One of Bowers’s longest poems, “Autumn Shade,” from his second collection, The Astronomers, may be his best, though in some ways it is not wholly representative of his work. “Autumn Shade” is a sequence of ten brief lyrics that meditate, from the poet’s perspective as he lies awake at night, on the meaning and direction of his life. Bowers contrasts his own deeds with those of such mythic heroes as Odysseus and Hercules and contrasts his own aspirations with the realities that have determined and confined his life. Although he understands to an extent the people and the events that have helped make him the person he is, he is uncertain what it all means:
Self-consciously aware of his mortal transience, this fearful uncertainty is the burden of his self-awareness.

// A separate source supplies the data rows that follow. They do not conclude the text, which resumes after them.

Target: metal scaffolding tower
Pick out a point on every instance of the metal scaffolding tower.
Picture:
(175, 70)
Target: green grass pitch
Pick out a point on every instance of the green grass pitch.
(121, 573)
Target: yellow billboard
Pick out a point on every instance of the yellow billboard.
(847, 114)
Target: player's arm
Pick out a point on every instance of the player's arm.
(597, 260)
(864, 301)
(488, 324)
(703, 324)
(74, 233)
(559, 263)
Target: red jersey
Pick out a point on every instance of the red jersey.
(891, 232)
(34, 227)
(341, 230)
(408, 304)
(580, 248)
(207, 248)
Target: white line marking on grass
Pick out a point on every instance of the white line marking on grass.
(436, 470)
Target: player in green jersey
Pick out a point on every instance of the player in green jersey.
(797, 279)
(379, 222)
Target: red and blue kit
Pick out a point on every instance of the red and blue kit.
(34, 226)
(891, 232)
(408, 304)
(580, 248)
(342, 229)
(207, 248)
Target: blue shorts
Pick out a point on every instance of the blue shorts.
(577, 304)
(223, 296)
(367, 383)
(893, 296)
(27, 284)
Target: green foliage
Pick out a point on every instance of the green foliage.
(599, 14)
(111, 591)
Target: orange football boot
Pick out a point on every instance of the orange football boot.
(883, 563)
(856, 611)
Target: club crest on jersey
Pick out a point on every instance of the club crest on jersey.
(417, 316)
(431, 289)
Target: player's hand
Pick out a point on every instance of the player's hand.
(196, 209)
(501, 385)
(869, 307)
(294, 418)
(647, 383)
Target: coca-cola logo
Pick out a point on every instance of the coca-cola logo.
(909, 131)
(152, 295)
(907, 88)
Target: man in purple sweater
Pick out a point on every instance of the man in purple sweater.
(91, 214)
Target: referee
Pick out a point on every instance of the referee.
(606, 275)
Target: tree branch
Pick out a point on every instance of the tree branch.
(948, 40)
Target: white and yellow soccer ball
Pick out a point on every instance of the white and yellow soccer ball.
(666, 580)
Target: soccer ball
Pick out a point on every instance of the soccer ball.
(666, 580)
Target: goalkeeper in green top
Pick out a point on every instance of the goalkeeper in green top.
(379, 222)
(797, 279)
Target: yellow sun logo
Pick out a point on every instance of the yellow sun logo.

Bowers was gay, but his poetry does not call direct attention to the fact. Many of his poems are about love and often seem concerned with individuals from his life; but without knowledge of his sexual preference, readers would be as likely to identify these figures as women as men. Moreover, the concise, carefully worded lines of his poetry tend to conceal references to sexuality. Reading more deeply, one notes how Bowers avoids referring to gender. Some poems reflect more openly on issues of sexuality, such as the late poem “John,” with its references to New Orleans, Louisiana, bathhouses, and a friend’s death from (presumably) AIDS. Bowers’s poetry does not hide his sexuality, but it is, as in all things, circumspect.
Style and Form
The complexity of Bowers’s poems lies in their stylistic concision. When his language grows abstract, his poems increase in difficulty. His occasional tendency to allude to people and events from his own experience without identifying them creates in the reader a sense of detachment, as if, rather than opening himself up, he is holding the reader at a distance, allowing the reader to observe his meditations and thoughts without really sharing them. Most of his poems are relatively short. In his first volume, The Form of Loss, he wrote as a strict formalist, using rhymed lines divided into orderly four- and five-line stanzas. In later volumes he writes in a more open-ended blank-verse style, and he varies the lengths of his poems as well. The emotional tone of his poems grows increasingly less formal, even relaxed, though never lacking in an inward intensity. In his best poems, whether brief lyrics such as “The Astronomers of Mont Blanc,” longer narrative meditations such as “Elegy: Walking the Line,” or lyric sequences such as “Autumn Shade,” he is an unappreciated master of formalist poetry in its most eloquent mode.